Visiting his grandparents, a small boy opened the big family Bible.
He was fascinated as he looked through the old pages. Suddenly, something fell out. He picked it up and found that it was an old leaf that had been pressed flat between the pages.
“Mama, look what I have found,” he called out.
“What have you got there, dear?” his mother asked.
With astonishment in his voice, the boy answered, “I think that it’s Adam’s underwear!”
A preacher was completing a temperance sermon.
With great expression he said, “If I had all the beer in the world, I’d take it and throw it into the river!”

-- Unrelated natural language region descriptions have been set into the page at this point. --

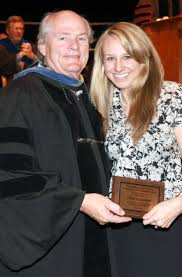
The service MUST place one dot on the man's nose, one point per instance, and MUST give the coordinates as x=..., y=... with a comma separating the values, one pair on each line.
x=74, y=43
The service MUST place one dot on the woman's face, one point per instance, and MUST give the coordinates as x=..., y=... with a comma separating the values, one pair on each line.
x=119, y=66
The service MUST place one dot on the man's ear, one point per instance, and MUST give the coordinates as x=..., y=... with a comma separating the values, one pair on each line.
x=42, y=48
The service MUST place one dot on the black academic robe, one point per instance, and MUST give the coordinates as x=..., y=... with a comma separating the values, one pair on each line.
x=42, y=232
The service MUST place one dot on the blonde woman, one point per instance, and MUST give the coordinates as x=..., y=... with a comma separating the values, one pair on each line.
x=142, y=116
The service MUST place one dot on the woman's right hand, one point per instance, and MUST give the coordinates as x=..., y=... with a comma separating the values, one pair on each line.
x=102, y=209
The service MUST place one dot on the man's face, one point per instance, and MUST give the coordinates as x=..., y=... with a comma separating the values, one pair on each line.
x=66, y=47
x=15, y=31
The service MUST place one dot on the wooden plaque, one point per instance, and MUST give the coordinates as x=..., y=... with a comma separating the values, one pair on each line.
x=136, y=196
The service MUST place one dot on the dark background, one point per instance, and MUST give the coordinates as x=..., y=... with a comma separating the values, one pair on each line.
x=109, y=11
x=32, y=11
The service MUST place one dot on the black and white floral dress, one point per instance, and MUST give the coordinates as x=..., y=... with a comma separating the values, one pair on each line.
x=157, y=155
x=143, y=251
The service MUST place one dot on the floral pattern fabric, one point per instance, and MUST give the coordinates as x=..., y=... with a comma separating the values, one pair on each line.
x=156, y=156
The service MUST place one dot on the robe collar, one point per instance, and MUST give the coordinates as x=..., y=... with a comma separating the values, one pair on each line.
x=49, y=73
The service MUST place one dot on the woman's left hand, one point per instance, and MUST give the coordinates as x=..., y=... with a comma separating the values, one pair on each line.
x=163, y=214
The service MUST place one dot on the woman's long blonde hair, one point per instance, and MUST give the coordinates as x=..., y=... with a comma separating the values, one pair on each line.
x=145, y=89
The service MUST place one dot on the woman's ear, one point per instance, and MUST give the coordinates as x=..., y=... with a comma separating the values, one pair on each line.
x=42, y=48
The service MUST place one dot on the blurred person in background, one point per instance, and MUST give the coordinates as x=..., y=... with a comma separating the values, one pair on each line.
x=16, y=45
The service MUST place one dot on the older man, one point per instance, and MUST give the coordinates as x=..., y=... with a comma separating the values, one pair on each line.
x=16, y=45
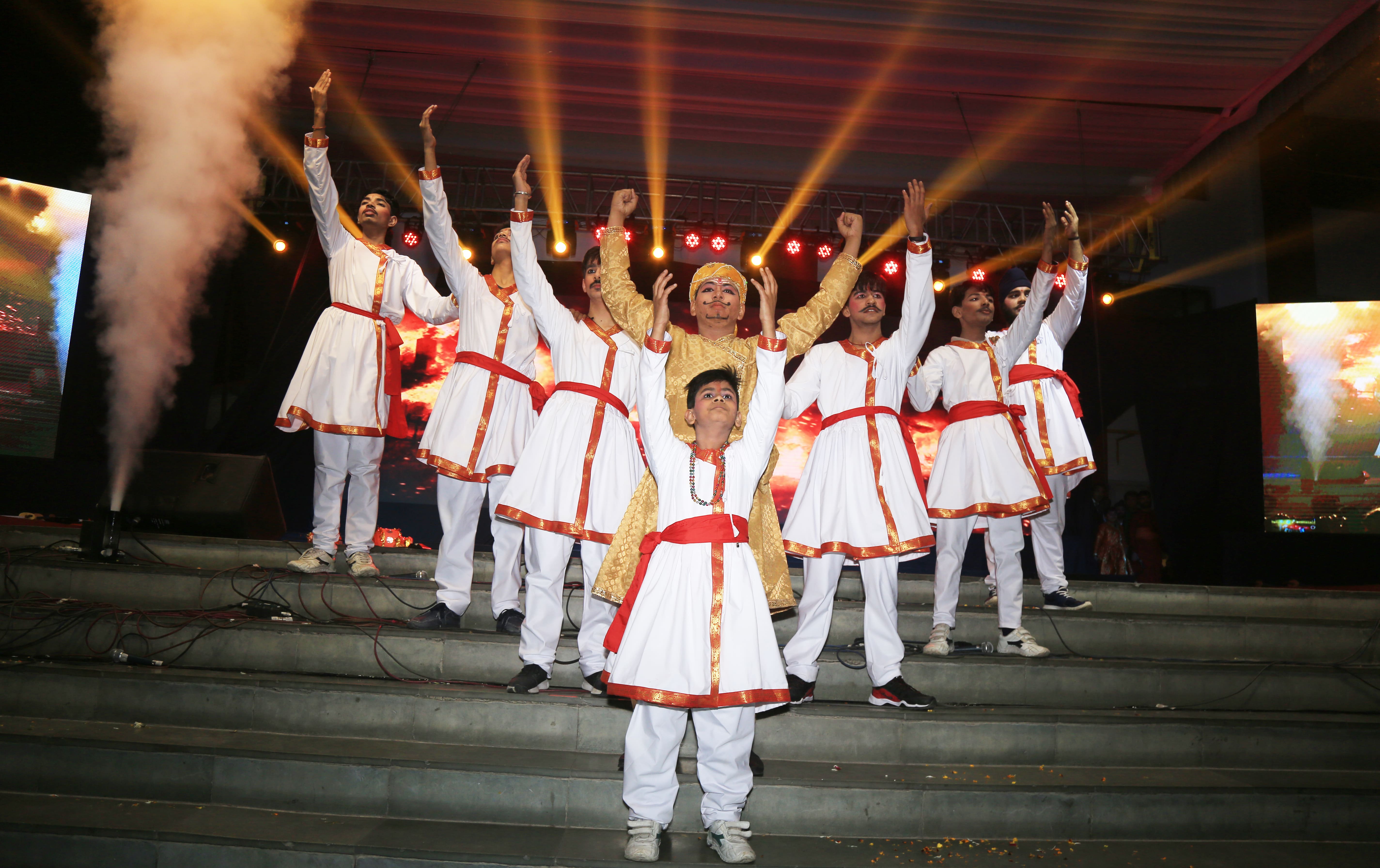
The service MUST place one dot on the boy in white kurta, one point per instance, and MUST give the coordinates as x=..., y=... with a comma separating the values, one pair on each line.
x=695, y=630
x=582, y=463
x=983, y=474
x=862, y=493
x=1053, y=422
x=348, y=384
x=483, y=413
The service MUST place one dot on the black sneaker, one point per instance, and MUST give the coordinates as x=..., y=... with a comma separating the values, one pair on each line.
x=896, y=692
x=595, y=685
x=437, y=617
x=1059, y=601
x=532, y=680
x=510, y=622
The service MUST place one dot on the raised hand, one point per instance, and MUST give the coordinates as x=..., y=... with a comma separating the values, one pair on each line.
x=851, y=227
x=522, y=191
x=915, y=209
x=624, y=203
x=662, y=290
x=319, y=100
x=766, y=304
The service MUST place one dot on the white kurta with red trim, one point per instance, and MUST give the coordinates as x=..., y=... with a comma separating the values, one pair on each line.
x=700, y=633
x=1055, y=435
x=339, y=386
x=582, y=463
x=481, y=422
x=859, y=493
x=980, y=466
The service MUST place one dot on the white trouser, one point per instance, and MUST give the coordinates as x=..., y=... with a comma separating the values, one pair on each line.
x=337, y=457
x=548, y=554
x=649, y=761
x=881, y=641
x=951, y=543
x=1047, y=539
x=460, y=504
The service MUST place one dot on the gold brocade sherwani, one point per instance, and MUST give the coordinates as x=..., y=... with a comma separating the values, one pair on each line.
x=689, y=355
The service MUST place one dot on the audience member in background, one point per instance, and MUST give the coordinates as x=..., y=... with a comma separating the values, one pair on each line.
x=1111, y=544
x=1145, y=539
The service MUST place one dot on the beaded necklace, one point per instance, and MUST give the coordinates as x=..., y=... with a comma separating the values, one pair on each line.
x=719, y=478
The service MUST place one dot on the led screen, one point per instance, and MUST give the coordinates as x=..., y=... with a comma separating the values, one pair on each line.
x=1320, y=416
x=42, y=243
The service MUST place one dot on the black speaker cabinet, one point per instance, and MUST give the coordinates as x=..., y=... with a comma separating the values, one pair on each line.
x=205, y=495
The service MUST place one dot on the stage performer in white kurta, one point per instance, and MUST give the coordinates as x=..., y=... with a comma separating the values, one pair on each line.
x=695, y=631
x=348, y=386
x=582, y=463
x=862, y=493
x=483, y=415
x=984, y=475
x=1053, y=423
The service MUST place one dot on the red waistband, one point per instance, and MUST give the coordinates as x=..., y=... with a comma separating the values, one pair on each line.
x=584, y=388
x=1025, y=373
x=717, y=529
x=397, y=426
x=539, y=395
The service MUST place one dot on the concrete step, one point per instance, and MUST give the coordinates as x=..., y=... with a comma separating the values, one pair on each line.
x=576, y=790
x=1089, y=633
x=460, y=656
x=573, y=721
x=137, y=834
x=218, y=554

The congregation nodded their approval.
With even greater emphasis he added, “And if I had all the wine in the world I’d take it and throw it into the river, too!”
The people clapped and were saying “Amen”.
And then finally, he concluded, “And I had all the whisky in the world, I’d take it and throw it into the river!”
As he sat down, the song leader then stood up quite slowly and announced, “For our closing song, let us sing Hymn Number 555: “Shall We Gather at the River.”
Father O’Malley answers the phone.
“Hello, is this Father O’Malley?”
“This is the Tax Office. Can you help us?”
“Do you know a Ted Houlihan?”
“Is he a member of your congregation?”
“Did he donate £10,000 to your church?”